Coming through the WWE’s “farm league,” Ohio Valley Wrestling, Melina Perez had a reputation as a rising wrestling talent. When she got called up to the main roster, it was as a valet, the eye candy accompanying wrestlers to the ring. “I learned wrestling, and then I had to pretend that I couldn’t wrestle,” she explained. When she was finally allowed back in the ring, she still had to go soft for a while, but that let the audience get to know Melina the wrestler as separate from Melina the valet. “I let people learn with me as I ‘learned’ how to wrestle.”
London came as a fully-rounded talent, a star of the independent circuit whose series of matches withMichael Shane (cousin to multiple WWE champion Shawn Michaels) in Pennsylvania-based Ring of Honor are a matter of legend. “It takes a really unique mixture of an individual to succeed,” he said. “And when I say succeed, I don’t mean in the sense of winning championships, but surviving for a month.

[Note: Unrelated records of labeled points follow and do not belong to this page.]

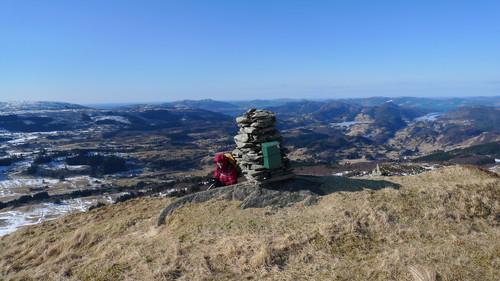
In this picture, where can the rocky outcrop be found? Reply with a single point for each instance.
(253, 195)
(258, 127)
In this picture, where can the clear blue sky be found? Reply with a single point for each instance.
(152, 51)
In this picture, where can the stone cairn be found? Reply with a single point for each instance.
(257, 127)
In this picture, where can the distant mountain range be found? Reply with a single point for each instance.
(8, 107)
(289, 106)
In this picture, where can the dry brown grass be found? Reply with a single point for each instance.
(440, 225)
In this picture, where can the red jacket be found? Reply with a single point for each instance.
(227, 174)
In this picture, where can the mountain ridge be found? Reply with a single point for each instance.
(419, 228)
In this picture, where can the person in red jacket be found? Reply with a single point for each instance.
(225, 173)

We all have people we miss that we leave on a weekly basis, but you’ve got to keep trucking.”
But that’s not what he attributes his success to. That’s his ability to connect to an audience who see someone in the ring built like them and doing something amazing. When he takes to the air with a top-rope 450 splash, the audience flies with him. “I take pride in looking like an everyday person but still being able to do the things we do,” he said, but agreed his look has one distinct upside. “No one would turn if they saw us in the mall, because we don’t look like monsters. We’re athletes.”
“It’s a compliment when people see me and say, oh are you a dancer?” added Melina. “Every time I say I’m a wrestler, everyone says oh, I thought you’d be bigger.”
With a home event for London, Monday should be a big night, but a plantar fascia injury has sidelined him since September. “It’s aggravating, because that’s where all my pressure goes.” Will he be there Monday? All he would say is that he does have a doctor’s appointment in the morning, meaning he might be medically cleared for the ring. But that’s beyond his control. “I don’t call the shots,” he added, grinning. “I don’t even call myself. I don’t do anything except eat Red Hots.”
(A version of this interview ran at www.austinchronicle.com.)